Dawn’s Fall-bo – got leftover turkey? Easy!
I came up with this “recipe” one year when trying to figure out what to do with all the leftover Thanksgiving turkey…I had made way too much soup and pot pie filling already! So, a gumbo twist it was!
- 3 tbsp extra virgin olive oil
- 5 tbsp white flour
- 1 can unsalted petite diced tomatoes
- 1 carton (32 oz) plus 1 can (14.5 oz) reduced sodium chicken broth
- 5 tbsp Cajun Seasoning of your choice (e.g., Mikey V’s Brok Da Mout, Todd’s Creole Dirt, Emeril’s, etc. – just be aware of level of SALT)
- 1 tbsp garlic powder
- 1 medium yellow onion, diced
- 1 green bell pepper, seeded and diced
- 2-3 stalks of celery, sliced thin
- 2 handful small frozen shrimp
- 1 link Andoulle sausage
- 1 ½ cup cooked TURKEY cubed
- 1 12 oz pack frozen cut okra (or more or less as desired)
- NOTE: Can also use cooked chicken instead of turkey
Slice Andoulle sausage at angle, approx 1/2″ thick slices – it will cook down a bit.
Place shrimp in bowl to thaw.
Rinse okra with water in a colander.
In large Dutch oven. brown both sides of sliced sausage and remove.
Leave Sausage drippings and add the olive oil. Add flour. Stir well until all oils and flour is mixed – approx 3-5 minutes. Do not allow it to burn.

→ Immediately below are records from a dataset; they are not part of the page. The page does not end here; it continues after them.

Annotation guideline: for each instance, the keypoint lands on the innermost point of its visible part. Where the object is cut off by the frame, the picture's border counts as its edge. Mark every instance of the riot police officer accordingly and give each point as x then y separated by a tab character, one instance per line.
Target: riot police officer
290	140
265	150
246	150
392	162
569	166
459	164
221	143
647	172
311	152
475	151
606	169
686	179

Slowly add all chicken broth and whisk until flour is incorporated. Work quickly to avoid lumps.
Add tomatoes with juice, and allow to cook additional 5 minutes.
Add Cajun seasoning.
Add all protein and let simmer for 30-45 minutes to allow flavors to develop.
Taste and add more seasoning if desired.
Add thawed okra and cook an additional 5 to 10 minutes.
Serve over white rice.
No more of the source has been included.